Baca : Impor Meningkat, 13 Menteri Hingga Presiden Pernah Berkunjung dan Bahas Garam NTT
Ikan belo-belo segar dari tangkapan nelayan dan langsung diolah di rumah ikan asap sehingga kualitas rasa tetap terjaga. Proses pembuatan dimulai dari pengasapan ikan selama dua jam menggunakan batok kelapa. Ikan asap siap santap tersebut dapat bertahan selama 1-2 minggu dalam suhu ruang dan tidak mudah rusak. Ikan asap yang cocok dengan sambal tersebut umumnya dijual seharga Rp 100.000 per kg.
Baca : TTS dan Alor Miliki Desa Sangat Tertinggal Terbanyak
Seperti ditulis Antara, ikan asap produksi Kelompok Sebanjar Maju sudah dikirim ke beberapa daerah selain Alor, yakni Kupang, dan Atambua. Ikan asap belo-belo bisa menjadi oleh-oleh wisatawan untuk dibawa pulang dari Alor. Hal ini berdampak terhadap pemberdayaan ekonomi masyarakat pesisir Alor.

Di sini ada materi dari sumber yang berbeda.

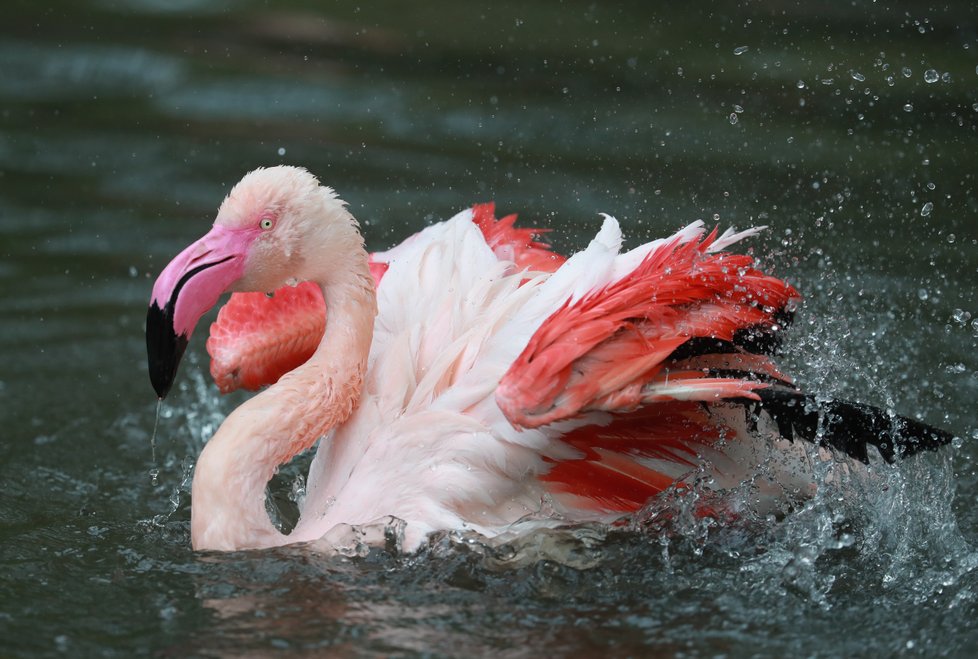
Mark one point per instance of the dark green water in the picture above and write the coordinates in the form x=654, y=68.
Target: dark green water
x=123, y=124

Rizky Erdana selaku Marine Science and Conservation Coordinator Yayasan TAKA menjelaskan pihaknya menjalankan program penguatan livelihood perikanan skala kecil dengan Burung Indonesia. Pihaknya membentuk kelompok perempuan sebagai wadah bagi para istri nelayan untuk berkreasi dan melakukan pengolahan ikan bersama-sama.

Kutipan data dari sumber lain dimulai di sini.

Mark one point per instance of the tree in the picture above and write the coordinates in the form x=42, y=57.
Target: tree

“Aktivitas kelompok ini dapat meningkatkan perekonomian masyarakat pesisir terutama perempuan dan nelayan. Dampak lainnya yaitu memiliki produk yang dapat dijadikan ciri khas sebagai oleh-oleh dari Kabupaten Alor,” ujar Rizky.
Baca : Impor Capai 2,8 Juta Ton, Bagaimana Kabar Garam NTT?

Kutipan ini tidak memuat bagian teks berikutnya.